Rich Avila, Director of Server & Network Operations at California State University, East Bay (CSUEB), faced the problem of hitting a power ceiling for his datacenter. There was simply no additional electric power available. As we discovered in the recent Peer Incite session, Rich and his staff to steps to consolidate the majority of various departmental servers onto a virtualized server and storage infrastructure, allowing them to remove a number of application servers and NAS servers which resulted in reduced electric power consumption while adding new applications onto the new infrastructure.
By consolidating servers and storage, Rich now has fewer physical assets to track and maintain. Consider the maintenance issues for the servers that were removed. When it comes time for regular software updates and patches, he and his staff now spend much less time applying updates and patches to all those physical servers. In addition, the administrative overhead of tracking those physical assets has been reduced considerably. Especially in a de-centralized setting, sometimes simply finding all the servers and storage can be a serious undertaking, let alone insuring that they are properly maintained.
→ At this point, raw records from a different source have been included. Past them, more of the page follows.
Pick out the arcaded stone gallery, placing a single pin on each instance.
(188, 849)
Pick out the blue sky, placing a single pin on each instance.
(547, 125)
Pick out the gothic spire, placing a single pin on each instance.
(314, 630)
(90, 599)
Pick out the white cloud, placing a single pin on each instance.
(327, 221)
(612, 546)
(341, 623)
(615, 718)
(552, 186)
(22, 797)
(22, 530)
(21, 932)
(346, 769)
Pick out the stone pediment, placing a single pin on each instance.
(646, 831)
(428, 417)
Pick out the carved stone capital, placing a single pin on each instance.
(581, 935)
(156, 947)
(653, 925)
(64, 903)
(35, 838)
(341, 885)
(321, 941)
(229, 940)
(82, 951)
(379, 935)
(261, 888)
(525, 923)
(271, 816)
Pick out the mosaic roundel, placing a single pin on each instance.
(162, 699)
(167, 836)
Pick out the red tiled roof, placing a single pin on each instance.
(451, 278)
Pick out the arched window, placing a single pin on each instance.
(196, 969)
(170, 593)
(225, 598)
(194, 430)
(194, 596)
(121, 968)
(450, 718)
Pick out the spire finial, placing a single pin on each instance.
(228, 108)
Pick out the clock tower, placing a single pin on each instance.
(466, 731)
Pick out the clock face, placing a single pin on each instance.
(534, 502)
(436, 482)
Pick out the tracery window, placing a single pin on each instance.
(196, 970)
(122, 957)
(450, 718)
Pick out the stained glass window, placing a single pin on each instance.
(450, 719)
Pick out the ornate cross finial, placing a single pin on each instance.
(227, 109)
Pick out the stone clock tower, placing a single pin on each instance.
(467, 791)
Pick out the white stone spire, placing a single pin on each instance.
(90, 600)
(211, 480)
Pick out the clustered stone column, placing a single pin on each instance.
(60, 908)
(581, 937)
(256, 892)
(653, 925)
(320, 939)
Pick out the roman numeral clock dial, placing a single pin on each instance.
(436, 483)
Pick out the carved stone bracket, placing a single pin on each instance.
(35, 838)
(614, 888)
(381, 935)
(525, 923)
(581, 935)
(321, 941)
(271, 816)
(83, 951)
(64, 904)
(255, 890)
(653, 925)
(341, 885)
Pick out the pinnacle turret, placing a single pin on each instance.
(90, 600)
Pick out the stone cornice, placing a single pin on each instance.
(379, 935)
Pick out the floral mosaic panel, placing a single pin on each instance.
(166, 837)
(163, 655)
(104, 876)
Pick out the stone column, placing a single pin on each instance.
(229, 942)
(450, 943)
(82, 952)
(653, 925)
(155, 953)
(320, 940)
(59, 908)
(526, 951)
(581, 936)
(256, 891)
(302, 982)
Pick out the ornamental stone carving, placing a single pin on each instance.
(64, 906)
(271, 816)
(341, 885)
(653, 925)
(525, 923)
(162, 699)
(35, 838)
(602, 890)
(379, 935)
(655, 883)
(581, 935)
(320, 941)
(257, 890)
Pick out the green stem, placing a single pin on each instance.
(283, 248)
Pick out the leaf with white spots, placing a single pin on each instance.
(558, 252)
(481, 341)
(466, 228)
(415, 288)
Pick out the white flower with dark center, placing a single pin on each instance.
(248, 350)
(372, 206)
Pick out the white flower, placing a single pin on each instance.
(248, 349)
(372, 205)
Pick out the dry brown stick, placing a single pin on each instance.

Another benefit of reducing the number of physical servers includes a simplified backup and recovery process. The backup environment is simplified because the backup target devices can be centralized rather than having several backup devices spread out in several areas, reducing hardware acquisition and maintenance costs, media costs, and administrative costs in verifying that backups were completed properly and tracking the backup media at various locations.
Action Item: Knowing how and when to eliminate underused assets reduces costs, saves administrative and management time, and is a valuable skill in these lean economic times. Look for underused assets with an eye to consolidating them.